Federal Regulators Impose Some Limits on Advocacy Groups

The commission’s ruling applies to “527” organizations — named for their tax-exempt status under Section 527 in the tax code — that are registered with the FEC and raise money to help influence voters and the outcome of the 2004 elections.

Some of the more active and well-funded 527 committees include MoveOn.org, America Coming Together, the Media Fund and Partnership for America’s Families. MoveOn.org and America Coming Together, for instance, recently attracted notice after international financier and philanthropist George Soros donated millions of dollars to each, with the explicit goal of ousting President Bush from office in the upcoming election.

The commission decided that advocacy groups registered with the FEC will now be restricted to using “hard money” donations — raised only from individuals or entities and limited to $2,000 per election — for campaign communications, including for TV ads, that “promote, attack, support, or oppose” a federal candidate. In other words, 527 committees can no longer spend larger soft money donations to advocate for or against national candidates running for president or Congress.

At the same time, the FEC said the 527s are permitted to use a mixture of hard and soft money for political communications that mention national as well state and local candidates or for ads about issues, such as health care and trade policies.

For several of the new groups that sprang up in recent months, the decision dealt a major blow to their work. Americans Coming Together, an active pro-Democratic Party group with a projected budget of $98 million, could be substantially affected since it is registered with the FEC. On the other hand, the ruling does not apply to 527 committees not registered with the FEC, such as The Media Fund, a group run by former President Clinton adviser Harold Ickes with an estimated $95 million budget.

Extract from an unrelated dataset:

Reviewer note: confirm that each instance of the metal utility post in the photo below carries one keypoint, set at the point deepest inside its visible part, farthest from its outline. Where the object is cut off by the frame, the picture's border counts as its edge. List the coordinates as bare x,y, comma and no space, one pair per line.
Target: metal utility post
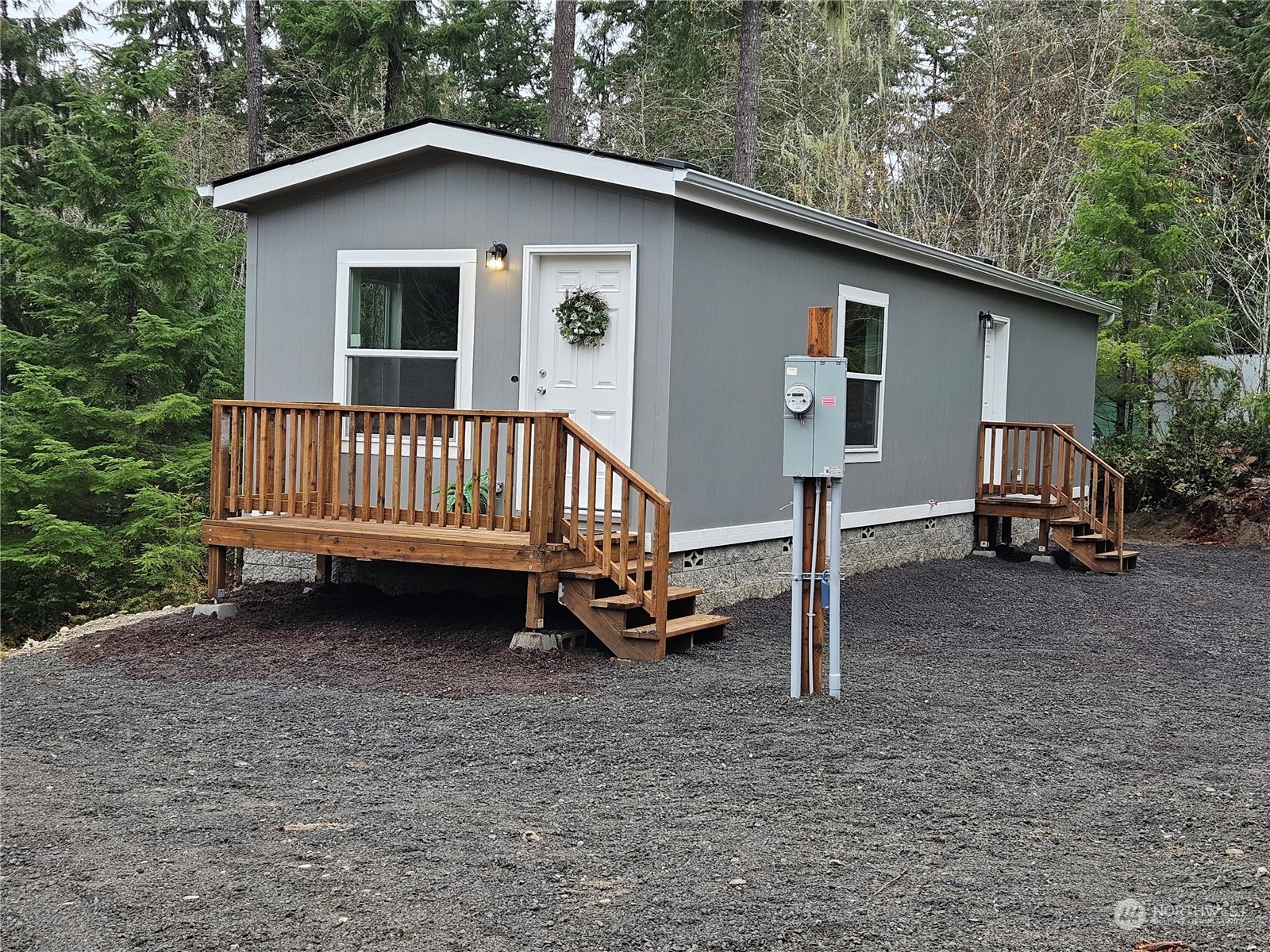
814,438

But the six-member commission delayed several key decisions on exactly how these groups could spend a mix of soft and hard money and to what degree they should be regulated. The commissioners announced they would initiate a formal rule-making process to address these questions.

The commission’s action drew mixed reviews and various interpretations.

Campaign watchdog groups criticized the commission for deferring the more crucial decision about how these groups can use soft money, saying the FEC’s decision only perpetuated a major loophole to allow unlimited money to influence federal campaigns.

“It’s just postponed the biggest soft money issues until the next round,” said Fred Wertheimer, president of Democracy 21, a campaign finance reform organization based in Washington, D.C.

Republican National Committee Chairman Ed Gillespie on Wednesday praised the FEC’s decision as ensuring that groups that seek to affect the election will need to operate in the open and under many of the same rules as the national political parties.

“The Federal Election Commission should be commended for its campaign finance ruling to uphold the new law of the land,” Gillespie said. “Today’s ruling effectively shuts down illicit 527 groups that operate in the shadows by using unregulated soft money to influence federal elections.”

Meanwhile, Jim Jordan, a spokesman for America Coming Together, responded: “We’ll be plowing forward as planned.

“It’s clear that [the FEC’s] action is limited in scope. We remain confident that we’ll have the room we need to operate robustly and effectively,” Jordan told The New York Times.

Since the 2002 campaign finance reform law took effect last fall, numerous 527 committees — often called “shadow parties” — have cropped up to fund television advertising and other communications with soft money donations. The 2002 Bipartisan Campaign Reform Act prohibits national political parties from raising and spending soft money.

The GOP has continued to rake in money under the higher contribution limits — individuals and groups can donate up to $25,000 in regulated money to national political parties. But Democrats, who raised much of their soft money from a few wealthy individuals and unions, have had trouble keeping pace.

The FEC took up the issue after a Republican-allied 527 organization, Americans for a Better Country, filed a request in November for an advisory opinion on how these advocacy groups could use soft money for political activities.

Three Democratic-appointed commissioners and one Republican appointee approved the advisory opinion, while two GOP appointees dissented, including FEC Chairman Bradley Smith, who said he opposed further political finance regulation.

Smith on Monday even took the step of issuing a 37-page recommendation for his fellow commissioners to vote against additional finance regulations for pro-Democratic advocacy groups.

“If Republicans think they can win by silencing their opponents, they are wrong … they are going to deserve to lose,” Smith was quoted as saying in The Washington Post Thursday.

Smith and FEC Vice Chairwoman Ellen Weintraub, a Democratic-appointee, both expressed doubts the ruling would curtail the use of soft money among 527 committees.

“I don’t think sophisticated political actors would have a hard time figuring out how to work within this framework,” Weintraub told The Washington Post.

The FEC will begin its rule-making process in March, but a final decision on the remaining issues may not be reached until May, leaving key decisions unanswered well into the height of this year’s campaign season.

Furthermore, the FEC gave no indication whether its final ruling will apply to 2004, or whether the new rules will not take effect until after the general elections in November.